Steamboat Springs City Council members pledged Tuesday night that the existing community center will not be moved before a new one is put in place.
The discussion was spurred by seniors' concerns about the future of their programs at the city's community center in light of plans to move the center to expand Bud Werner Memorial Library.
Council President Paul Strong alluded to rumors he heard recently about the city's intentions with the community center, which the city owns.
"We have no intention of selling the land the community center is on until we have a new community center ready to go. There will not be a gap between an old community center and a new community center," Strong said. "We are going to make sure these users are taken care of."
Councilwoman Kathy Connell said that the new community center actually would be a better facility than the existing one, with better access for seniors and a building to fit their needs.
"I know that is the goal of council at this time," Connell said, and she suggested that city officials put down their intentions in writing.
Earlier this summer, the council heard preapplication plans for the expansion of Bud Werner Memorial Library at 13th Street and Lincoln Avenue. The East Routt Library Board proposed removing the city's community center to make room for their two-story, 20,000-square-foot expansion.
The library board plans to ask voters in November to approve a $10 million to $15 million bond to fund the expansion. In its proposal, the library board has identified land near the Stock Bridge Transit Center as a possible site for a community center.

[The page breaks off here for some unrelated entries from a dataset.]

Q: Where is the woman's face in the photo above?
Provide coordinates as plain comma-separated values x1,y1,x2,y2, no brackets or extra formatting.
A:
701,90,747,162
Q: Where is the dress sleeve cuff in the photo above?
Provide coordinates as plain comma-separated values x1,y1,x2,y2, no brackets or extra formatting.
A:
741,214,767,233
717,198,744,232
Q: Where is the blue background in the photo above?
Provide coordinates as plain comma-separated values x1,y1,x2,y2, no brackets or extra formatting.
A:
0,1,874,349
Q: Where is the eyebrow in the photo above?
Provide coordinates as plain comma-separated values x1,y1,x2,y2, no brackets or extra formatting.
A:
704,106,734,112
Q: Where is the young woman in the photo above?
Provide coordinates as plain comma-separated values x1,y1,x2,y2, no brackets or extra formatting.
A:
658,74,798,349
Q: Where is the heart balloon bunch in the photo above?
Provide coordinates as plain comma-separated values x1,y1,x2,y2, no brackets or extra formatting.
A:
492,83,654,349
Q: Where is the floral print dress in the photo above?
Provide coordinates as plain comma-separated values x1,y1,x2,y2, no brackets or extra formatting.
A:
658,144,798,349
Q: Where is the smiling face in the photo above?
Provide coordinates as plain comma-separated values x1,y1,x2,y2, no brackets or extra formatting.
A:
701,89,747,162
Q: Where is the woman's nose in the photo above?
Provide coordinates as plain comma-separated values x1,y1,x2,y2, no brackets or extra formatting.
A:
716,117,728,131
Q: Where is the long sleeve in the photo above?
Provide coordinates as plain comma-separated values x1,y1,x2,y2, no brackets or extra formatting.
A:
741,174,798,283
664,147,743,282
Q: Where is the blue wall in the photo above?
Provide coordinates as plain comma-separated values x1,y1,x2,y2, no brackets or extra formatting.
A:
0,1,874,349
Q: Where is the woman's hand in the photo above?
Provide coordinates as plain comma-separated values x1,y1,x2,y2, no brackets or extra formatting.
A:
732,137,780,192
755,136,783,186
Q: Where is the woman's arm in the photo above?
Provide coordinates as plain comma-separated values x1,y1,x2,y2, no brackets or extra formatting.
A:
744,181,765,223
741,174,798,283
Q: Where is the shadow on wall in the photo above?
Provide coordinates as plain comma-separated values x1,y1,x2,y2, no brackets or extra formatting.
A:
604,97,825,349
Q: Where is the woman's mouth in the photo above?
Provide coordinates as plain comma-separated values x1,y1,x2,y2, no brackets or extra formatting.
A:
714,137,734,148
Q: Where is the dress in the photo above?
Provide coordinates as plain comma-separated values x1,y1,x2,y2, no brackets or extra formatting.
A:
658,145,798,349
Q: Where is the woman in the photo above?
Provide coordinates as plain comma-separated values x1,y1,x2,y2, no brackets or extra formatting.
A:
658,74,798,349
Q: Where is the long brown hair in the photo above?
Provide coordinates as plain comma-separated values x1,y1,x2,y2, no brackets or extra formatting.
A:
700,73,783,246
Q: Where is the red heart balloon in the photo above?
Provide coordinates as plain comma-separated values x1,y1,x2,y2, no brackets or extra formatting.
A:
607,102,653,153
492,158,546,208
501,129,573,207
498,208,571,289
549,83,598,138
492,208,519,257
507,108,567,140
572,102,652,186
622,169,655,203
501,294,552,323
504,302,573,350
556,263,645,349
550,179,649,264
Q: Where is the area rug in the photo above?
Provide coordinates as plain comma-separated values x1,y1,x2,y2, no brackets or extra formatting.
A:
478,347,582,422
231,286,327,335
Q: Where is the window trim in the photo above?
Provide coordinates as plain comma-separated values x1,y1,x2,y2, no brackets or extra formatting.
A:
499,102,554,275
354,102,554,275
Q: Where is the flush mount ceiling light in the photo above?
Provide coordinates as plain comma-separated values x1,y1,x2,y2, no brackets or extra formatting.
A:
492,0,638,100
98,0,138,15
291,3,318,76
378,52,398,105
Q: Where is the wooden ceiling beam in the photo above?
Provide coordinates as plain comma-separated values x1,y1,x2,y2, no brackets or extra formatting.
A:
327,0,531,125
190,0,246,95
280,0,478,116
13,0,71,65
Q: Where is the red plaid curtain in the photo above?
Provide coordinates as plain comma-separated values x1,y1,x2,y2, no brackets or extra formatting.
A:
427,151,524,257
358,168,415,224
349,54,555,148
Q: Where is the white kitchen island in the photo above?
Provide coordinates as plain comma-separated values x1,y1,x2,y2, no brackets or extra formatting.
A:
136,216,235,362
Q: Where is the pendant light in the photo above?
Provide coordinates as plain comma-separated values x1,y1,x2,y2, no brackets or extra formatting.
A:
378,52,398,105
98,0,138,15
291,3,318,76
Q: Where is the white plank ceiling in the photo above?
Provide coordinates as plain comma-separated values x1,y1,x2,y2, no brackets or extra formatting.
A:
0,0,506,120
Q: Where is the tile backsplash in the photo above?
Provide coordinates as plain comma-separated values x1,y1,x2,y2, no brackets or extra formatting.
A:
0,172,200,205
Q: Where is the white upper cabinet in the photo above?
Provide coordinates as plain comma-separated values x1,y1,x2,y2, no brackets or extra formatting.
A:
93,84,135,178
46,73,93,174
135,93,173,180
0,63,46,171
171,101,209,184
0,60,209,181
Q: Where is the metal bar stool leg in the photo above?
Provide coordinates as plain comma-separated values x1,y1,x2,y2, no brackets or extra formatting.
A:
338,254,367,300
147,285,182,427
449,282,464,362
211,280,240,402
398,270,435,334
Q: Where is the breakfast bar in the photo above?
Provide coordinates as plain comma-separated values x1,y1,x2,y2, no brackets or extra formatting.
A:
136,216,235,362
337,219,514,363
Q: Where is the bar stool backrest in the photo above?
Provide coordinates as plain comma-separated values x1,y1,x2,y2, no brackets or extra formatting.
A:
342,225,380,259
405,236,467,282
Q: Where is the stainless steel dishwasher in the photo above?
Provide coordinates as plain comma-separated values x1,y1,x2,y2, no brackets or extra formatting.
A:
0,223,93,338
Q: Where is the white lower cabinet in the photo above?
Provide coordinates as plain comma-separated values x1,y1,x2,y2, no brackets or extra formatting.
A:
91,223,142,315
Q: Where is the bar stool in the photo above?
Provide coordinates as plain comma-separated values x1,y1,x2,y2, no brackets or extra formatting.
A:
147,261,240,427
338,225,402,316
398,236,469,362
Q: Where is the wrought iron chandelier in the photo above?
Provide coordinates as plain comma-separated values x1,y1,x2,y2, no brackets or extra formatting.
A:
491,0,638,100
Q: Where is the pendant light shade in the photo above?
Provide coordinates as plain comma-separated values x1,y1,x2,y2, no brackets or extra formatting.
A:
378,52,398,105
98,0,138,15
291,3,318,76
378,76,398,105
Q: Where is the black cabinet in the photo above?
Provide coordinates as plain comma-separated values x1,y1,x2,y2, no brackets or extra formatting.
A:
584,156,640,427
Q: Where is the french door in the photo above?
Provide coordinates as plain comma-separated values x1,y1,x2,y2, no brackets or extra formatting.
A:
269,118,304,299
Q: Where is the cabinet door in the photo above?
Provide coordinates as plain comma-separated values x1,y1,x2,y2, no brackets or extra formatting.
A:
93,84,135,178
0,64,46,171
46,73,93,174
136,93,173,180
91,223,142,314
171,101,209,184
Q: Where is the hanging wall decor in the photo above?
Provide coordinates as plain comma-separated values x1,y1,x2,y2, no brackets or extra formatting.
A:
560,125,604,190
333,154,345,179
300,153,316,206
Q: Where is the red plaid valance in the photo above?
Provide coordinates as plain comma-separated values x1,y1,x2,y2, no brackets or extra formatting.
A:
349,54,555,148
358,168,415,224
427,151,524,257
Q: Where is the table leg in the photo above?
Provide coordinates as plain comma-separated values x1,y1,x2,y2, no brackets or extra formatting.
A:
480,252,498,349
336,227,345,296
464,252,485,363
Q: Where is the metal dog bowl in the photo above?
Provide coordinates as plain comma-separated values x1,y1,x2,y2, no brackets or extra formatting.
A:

Shelley Orrell, program director for the Routt County Council on Aging, said the City Council's reassurance was nice to have.
"This has been a major concern," she said.
The Council on Aging supports the library expansion as long as it is in "conjunction with, but subsequent to, a new, more functional community center," Orrell said.
She said the increasing senior population and the growing demand for their programs has resulted in inadequate space in the community center. Parking and access issues also are problems, she said.
The Council on Aging's Board of Directors said the Stock Bridge site would be ideal.
Councilman Ken Brenner said that although the process to determine the needs of a community center and where it should be located would take longer than most people think, it would be a win-win situation.
"We see this as a great opportunity for the community. This is a very important community need. We have a progressively smaller facility for an ever-increasing population," Brenner said.
A new community center could cost as much as $1.5 million, according to estimates. In a memo to the council, city staff recommended that it budget money for design and construction drawings in 2005 and noted that the project could be put out to bid as early as December.
Deputy City Manager Wendy DuBord said she envisions putting together a task force of interested parties and reporting back to the council about its progress once a month.
An open house will be held from 5:30 to 7:30 p.m. Aug. 1 at Centennial Hall to discuss the planning process for a new community center. The city is looking for input from users or potential users about their needs in a community center.
In other business:
The council approved the second and final reading of an ordinance designating land on Emerald Mountain as Gloria Gossard Park. Gossard donated the 120-acre parcel of land to the city in 1999.
The council reviewed recommendations for changing sewage rates. The rate study was done for the four entities that use the city's wastewater treatment plant. It recommends a fixed rate of $6.77 a month for the treatment of all sewage from residents. Other fees will be added on to the cost. The rates would not change or be less for the average residential home in Steamboat.
The council agreed to extend the moratorium on accepting preapplication plans for the base of the ski area. The moratorium was extended from Aug. 1 to Sept. 15. The city kept in place the Nov. 1 end date for the moratorium on accepting development and final development plans for the base of the ski area. The moratorium was enacted so the city could complete its update to the Mountain Town Sub Area Plan before major redevelopment occurred.
The council passed the second reading of an ordinance retiring the Architectural Review Commission and transferring its duties to the Planning Commission, which is composed of the same people. Staff thinks the change would provide a more concise, quality review and better customer service.